Eğitim ve Bilim Emekçileri Sendikası (Eğitim-Sen) Ankara 5 No’lu Üniversiteler Şubesi'nin konuyla ilgili "Doç. Dr. Meltem Kayıran’ı Hedef Alan Hukuksuzluğa Karşı Mücadele Edeceğiz!" başlıklı açıklama yaptı. Açıklamada Meltem Kayıran'ın fakülteyle ilişiğinin haksız ve hukuksuz biçimde kesildiği ifade edildi.
"Geçtiğimiz dönem Şubemizin Yürütme Kurulu Başkanlığını üstlenen, sendikamızın Yükseköğretim Bürosu’na uzun yıllar katkı veren ve hepsinden de önemlisi farklı kuşaklardan çok sayıda öğrencinin eğitiminde büyük emekleri olan Meltem Kayıran’ı okulundan ve öğrencilerinden koparan bu kararın altında imzası bulunan Siyasal Bilgiler Fakültesi Fakülte Yönetim Kurulunu, Dekanlığını ve Üniversite Rektörlüğünü kınıyoruz" denilen açıklamada şu ifadelere yer verildi:
Doç.
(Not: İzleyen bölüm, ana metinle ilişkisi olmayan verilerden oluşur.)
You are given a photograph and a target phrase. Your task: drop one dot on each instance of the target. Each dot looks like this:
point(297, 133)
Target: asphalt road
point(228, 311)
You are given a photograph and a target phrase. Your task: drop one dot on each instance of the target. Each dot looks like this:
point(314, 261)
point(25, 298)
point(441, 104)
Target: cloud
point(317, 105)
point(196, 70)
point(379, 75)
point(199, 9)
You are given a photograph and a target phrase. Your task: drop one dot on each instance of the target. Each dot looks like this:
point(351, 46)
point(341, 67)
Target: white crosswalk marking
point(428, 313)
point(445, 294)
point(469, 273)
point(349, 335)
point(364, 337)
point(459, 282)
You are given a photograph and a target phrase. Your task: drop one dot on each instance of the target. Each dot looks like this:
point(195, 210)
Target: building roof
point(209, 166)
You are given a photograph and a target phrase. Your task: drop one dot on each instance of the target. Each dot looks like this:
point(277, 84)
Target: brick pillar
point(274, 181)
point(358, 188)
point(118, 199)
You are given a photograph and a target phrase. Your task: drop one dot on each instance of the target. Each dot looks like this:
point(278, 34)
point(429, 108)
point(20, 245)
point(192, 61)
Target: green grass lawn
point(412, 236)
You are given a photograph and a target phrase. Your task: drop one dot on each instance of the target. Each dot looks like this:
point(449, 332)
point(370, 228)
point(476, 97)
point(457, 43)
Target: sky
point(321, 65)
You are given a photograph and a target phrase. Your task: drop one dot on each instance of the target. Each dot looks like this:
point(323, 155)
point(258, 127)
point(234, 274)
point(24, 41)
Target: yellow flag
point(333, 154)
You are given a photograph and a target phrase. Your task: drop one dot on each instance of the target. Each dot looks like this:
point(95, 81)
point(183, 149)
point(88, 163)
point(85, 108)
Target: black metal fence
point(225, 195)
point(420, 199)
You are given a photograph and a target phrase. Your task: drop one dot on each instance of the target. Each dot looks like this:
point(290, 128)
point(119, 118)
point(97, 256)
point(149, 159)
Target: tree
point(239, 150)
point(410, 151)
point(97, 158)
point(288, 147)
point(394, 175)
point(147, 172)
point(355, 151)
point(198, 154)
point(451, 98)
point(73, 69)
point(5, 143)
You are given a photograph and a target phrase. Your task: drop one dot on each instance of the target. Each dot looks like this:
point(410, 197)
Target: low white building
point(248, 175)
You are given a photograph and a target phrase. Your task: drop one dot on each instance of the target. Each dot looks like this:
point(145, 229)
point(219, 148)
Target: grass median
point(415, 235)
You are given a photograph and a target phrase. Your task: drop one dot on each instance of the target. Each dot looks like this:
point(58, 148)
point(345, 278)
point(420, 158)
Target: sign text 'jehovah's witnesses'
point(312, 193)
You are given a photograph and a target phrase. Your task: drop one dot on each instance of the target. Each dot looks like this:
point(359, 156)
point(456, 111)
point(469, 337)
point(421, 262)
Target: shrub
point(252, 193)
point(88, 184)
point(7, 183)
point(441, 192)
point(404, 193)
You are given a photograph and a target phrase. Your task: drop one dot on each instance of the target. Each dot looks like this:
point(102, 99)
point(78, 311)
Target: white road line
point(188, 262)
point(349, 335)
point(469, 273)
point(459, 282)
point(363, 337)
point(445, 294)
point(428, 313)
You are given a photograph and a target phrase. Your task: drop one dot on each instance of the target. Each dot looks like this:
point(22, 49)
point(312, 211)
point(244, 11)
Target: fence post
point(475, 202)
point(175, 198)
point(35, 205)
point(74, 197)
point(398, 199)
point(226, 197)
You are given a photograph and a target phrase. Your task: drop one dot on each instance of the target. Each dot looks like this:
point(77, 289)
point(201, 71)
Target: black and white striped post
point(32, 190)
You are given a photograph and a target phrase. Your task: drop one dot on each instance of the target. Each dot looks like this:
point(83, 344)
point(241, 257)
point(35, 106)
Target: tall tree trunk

Dr. Meltem Kayıran 2017 yılında Doçentlik unvan ve yetkisi almasına rağmen, aradan geçen 4 yılda hak ettiği kadroya ataması yapılmayarak “Dr. Öğretim Üyesi” kadrosunda çalıştırılmaya devam edilmiştir. Hak ettiği kadro verilmediği gibi bir alt kadronun kriterleri uyarınca kendisinden ısrarla dosya istenmiş, bu dosyanın istenmesinin hukuka aykırı olduğunu iddia ederek teslim etmediği için üniversiteyle ilişiği kesilmiştir
Dahası, 30 yılını bilime adamış bir akademisyenin 300’ü aşkın öğrencisi ve tez danışmanlıkları varken eğitim öğretim dönemi ortasında üniversiteden koparılmasında da herhangi bir kamu yararı bulunmamaktadır. Pandemi döneminde özel sektörde bile işten çıkarmalar yasaklanmışken bir kamu kurumunda böyle bir uygulamaya gidilmesi kabul edilemez.
Bölümlerin ihtiyaç duyduğu kadroları vermeme, öğretim üyelerinin unvanlarına uygun atama yapmama ve keyfi atama-yükseltme kriterleri belirleme gibi yöntemler, üniversiteleri ve akademisyenleri baskı altında tutmanın bir aracı olarak kullanılmaktadır. Liyakatsiz atama ve kadrolaşmalarla üniversiteleri siyasi iktidarın arka bahçesi haline getirmeyi amaçlayan, özgür bilimsel üretimin önünü keserek akademiyi içten içe çürüten bu uygulamalara karşı mücadelemizden asla vazgeçmeyeceğiz.
Akademik özgürlüklerin ve insan-doğa-toplum yararına üniversite mücadelemizin en yürekli taşıyıcılarından biri olan Meltem Kayıran’ı hedef alan bu hukuksuzluğu kabullenmeyeceğiz. Bu hukuksuz karar geri alınana kadar mücadelemizi sürdüreceğiz. Tüm üniversite bileşenlerini bu mücadeleye destek olmaya çağırıyoruz.